Europäische Lösung nötig für Facebook & Co.
Wie stark die USA und die EU gegenüber globalen Plattfoormen wie Facebook sind, wird sich allerdings erst herausstellen, wenn es diese Regulierung auch effektiv gibt.
Auch diejenigen Amerikaner, die die Macht digitaler Plattformen einhegen wollen, setzen mittlerweile stark auf Europa. Das unterstrich Ben Scott, der Geschäftsführer eines Thinktanks, der Lösungen für die Herausforderungen des digitalen Strukturwandels entwickelt.

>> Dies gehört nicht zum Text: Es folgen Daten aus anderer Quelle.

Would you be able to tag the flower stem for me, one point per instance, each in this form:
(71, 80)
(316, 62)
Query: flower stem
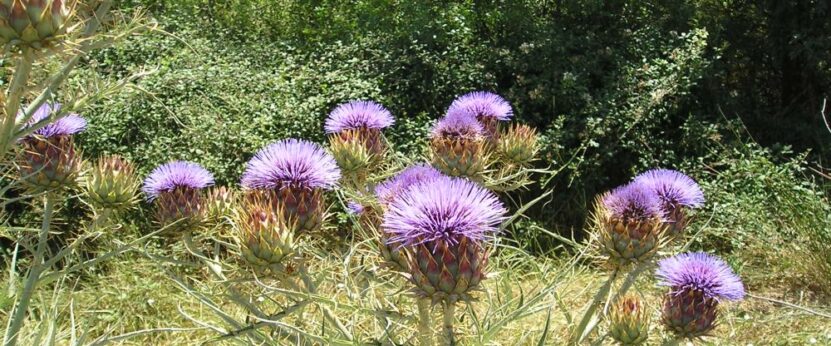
(425, 321)
(449, 319)
(16, 321)
(583, 329)
(13, 97)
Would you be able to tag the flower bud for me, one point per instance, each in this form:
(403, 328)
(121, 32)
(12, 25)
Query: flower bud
(176, 188)
(629, 322)
(267, 241)
(112, 183)
(458, 147)
(34, 23)
(49, 160)
(518, 145)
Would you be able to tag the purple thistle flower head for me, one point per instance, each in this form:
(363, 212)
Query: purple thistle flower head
(392, 187)
(633, 201)
(482, 104)
(358, 115)
(176, 174)
(700, 271)
(69, 124)
(443, 209)
(457, 125)
(673, 188)
(291, 163)
(354, 208)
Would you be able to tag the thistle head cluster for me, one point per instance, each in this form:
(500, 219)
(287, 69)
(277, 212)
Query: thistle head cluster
(267, 240)
(470, 142)
(112, 183)
(631, 224)
(442, 224)
(49, 160)
(35, 23)
(298, 172)
(629, 322)
(356, 140)
(176, 188)
(697, 283)
(677, 194)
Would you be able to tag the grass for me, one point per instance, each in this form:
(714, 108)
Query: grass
(139, 298)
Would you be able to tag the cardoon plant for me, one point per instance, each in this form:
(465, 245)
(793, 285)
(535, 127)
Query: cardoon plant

Die EU besitze die Expertise, den Willen und die Institutionen, um entsprechende Rahmenbedingungen für eine Demokratisierung des Digitalen zu etablieren. Scott fügte zugleich an, dass es seiner Meinung nach nicht die Absicht digitaler Firmen wie Google und Facebook gewesen sei, „auf der falschen Seite der Geschichte“ zu stehen. Er hält die Konzerne für fähig, sich zu ändern und trotzdem weiter Geld zu verdienen.
Scott erklärte, es brauche „Regeln, die Daten zu regulieren – und die Verrückten wieder an den Rand zu drängen“. Damit meinte er zum einen eine Kontrolle der Erhebung von Nutzerdaten. Und zum anderen meinte er aber auch die Nutzerinnen und Nutzer sozialer Netzwerke, deren Ziel es ist, mit der Verbreitung von Hass und Desinformation die Gesellschaft zu destabilisieren. Gegen solche Nutzerinnen und Nutzer würden Facebook und Co. nicht genug unternehmen, weil es auch Teil ihres Geschäftsmodells sei, möglichst wenig einzugreifen.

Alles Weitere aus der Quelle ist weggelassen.